疼きが象る他者の言葉

 「自分の言葉」を実感することは極めて少ないのに、「他者の言葉」をひしひしと感じることはままある。

 たとえば、誰かから浴びせられた言葉によって「傷」がついたとき。浴びせられた言葉を繰り返し繰り返し反芻する。それがたとえ一つの言葉であったとしても、反芻するにしたがってどんどん物語を帯びていく。今自分は傷ついているが、自分の言葉が相手を傷つけたことが原因なのではないか、どうしてこんな言葉を浴びせることができるのか、他の言葉でコミュニケーションを図るわけにはいかなかったのか。言葉は次々に物語を生み、物語と物語は連鎖して、結合して、また増殖する。

 そのどの物語も僕の中から出てきた物語なのではなくて、どこまでも「他者の言葉」によって織られている。「他者の言葉」を自分の文脈に落とし込むことができない。自己化することができない。

 そんなときに胸の奥の方で温存されるじくじくと疼く正体を僕は知らない。もちろん「心」なんてものは言葉によって象られている「解釈ごっこ」に過ぎないわけで、「傷」がつくような実体でないことは重々承知している。内側から感情が生産されて、手先手足しぐさに現象するわけではない。現象を解釈することで感情の生産に遡っている。それはわかっている。それでも、自分の中から疼くような痛みが湧き上がるのを止めることはできない。「これは気のせいだ」「感情なんて解釈の産物に過ぎない」という僕の言葉は疼きによって食い尽くされて、僕の言葉ではないはずの「他者の言葉」が体内に蔓延って疼きを生産していく。
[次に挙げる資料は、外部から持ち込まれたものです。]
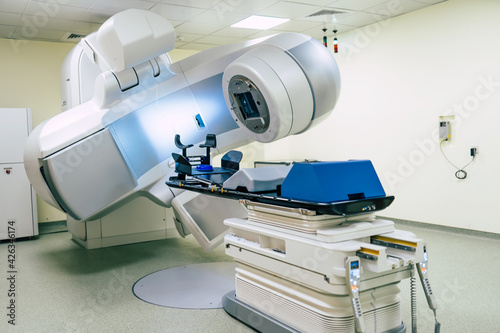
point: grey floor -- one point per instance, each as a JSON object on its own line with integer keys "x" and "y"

 時間が経てば、疼きは薄らぎ、残滓となった「他者の言葉」だけが澱のように身体の中に堆積する。普段はその堆積物を意識することはないけれど、ふとした拍子に澱が浮かび上がってきて、ちくりとした疼きを生み出す。「他者の言葉」はいつまでたっても「他者の言葉」で、自分の言葉になることはない。

 でも、他者が他者のまま自分の中に堆く積まれたままであることは悪いことではない。安定を求めるために、相容れない他者との交流の中で他者を自己に織りなおしてしまう。でも、他者を他者のまま自分の中に迎え入れるためには、疼きもともに迎え入れなければならない。いや、疼きを迎え入れるからこそ、他者を他者のまま自己の中に堆積させられる、と言った方がいいのか。

 自分が言葉によって象られるのなら、他者は痛みによって象られる。なだらかな球体は、掌を表面に滑らせることでやっと球体だということがわかる。でも、どれほど小さくとも、針は少し触れるだけで激しい痛みを与える。「自分の言葉」の全容をつかむことは困難だが、「他者の言葉」を数えることはそれほどに容易だ。だったら、「自分の言葉」とはなんなのだろうか。

 でも、「自分の言葉」には、疼きを感じることはないのだろうか。